Trap's values torn apart by Spanish magic
It was all very well Giovanni Trapattoni telling his men that football is not all about creative players but the theory comes under quite a bit of pressure when the best team in the world, reigning world and European champions, have three of them who all look precisely the same, have the same inordinate levels of skill and perception and all answer to the name of Andres Iniesta.
There is also the problems presented by some of their team-mates, including Xavi and David Silva, and when Fernando Torres, of all people, lashes in a goal after just four minutes, one that reminded you of the time when he was maybe the most sublimely ferocious striker in the game, Old Trap has no more compelling argument than that damage control had become not so much an ambition as one of the last dreams of a feisty veteran.
At 1-0 down at half-time, he did tweak to the extent of replacing Simon Cox with Jon Walters but the Spaniards, and even the most intense observer, had reasons not to notice.
One of them was an effusion of skill remarkable even by the standards of La Roja and then within four minutes of the re-start of a game which might still provoke protests from the League Against Cruel Sports David Silva scored another goal of absurd accomplishment.
Another absurdity, when you thought about it in those rare moments when the Spanish did not seem intent on inducing one form of hypnosis or another, was the number of times that Trapattoni has been chastised for a certain lack of boldness in selection.
What, he will no doubt be asked still again, was he doing keeping the bold young James McClean out of the starting action? Protecting him from a nervous breakdown was maybe one of the more plausible explanations, you had to suspect.
Aiden McGeady or McClean, whatever their virtues and certainly the potential of the young Sunderland discovery, were hardly going to effect that essential matter of limiting the slaughter.
To be fair to McClean, when he did come on deep into the second half soon after Torres had streamed through to complete his plunder with a second goal, he did it with the demeanour of a young man intent on the most serious business.
Ireland, it has to be said, performed with plenty of that quality which the old man of football had clearly deemed the most viable asset in his pursuit of a return to major tournament football.
They made forays, they sought to rescue something from their night on the spit and this remained true after Cesc Fabregas replaced Torres and promptly smashed home a fourth goal. Sean St Ledger followed Robbie Keane and Glenn Whelan into the book after a clattering tackle on Silva and here, now of course, was the evidence of an onset of true desperation.
It had been present, of course, from the moment Iniesta unfurled that first utterly dissecting pass which opened up the way for the opening strike of Torres.
It grew, quite relentlessly, seamlessly, as Iniesta split himself into those various parts and covered the field with a quite astonishing, even by his standards, commitment to the idea that the passage to the quarter-finals and the sharpening of the idea that this is indeed a team that hit the unprecedented level of three major titles.
Ireland could only console themselves that in a tournament which went horribly wrong when they came to the group of death with the defensive breakdowns against Croatia that amounted pretty much to suicide, they had brushed against some football of unequivocal greatness.

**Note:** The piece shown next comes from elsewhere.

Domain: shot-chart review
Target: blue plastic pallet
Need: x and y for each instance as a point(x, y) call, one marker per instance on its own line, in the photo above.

Can Spain get to the mountain top yet again?
Certainly they have the appetite and if Torres can reproduce the sharpness and absolute inevitability of his two goals last night there has to the conclusion that it has become a matter to be settled between the reigning champions and their most formidable challengers, the young and vibrant Germany.
For Trapattoni there was, plainly, immense sadness that the most practical of his values and once more been torn apart. He stood in the dugout in the fashion of a man who could not argue with his and his team's fate.
His achievement with Ireland has been to get them once again to the big party and of course he was never going able to vet any of the guests. The one Ireland encountered last night offered only a brutal gift. It was the one of reality, and no amount of experience can do much to change that.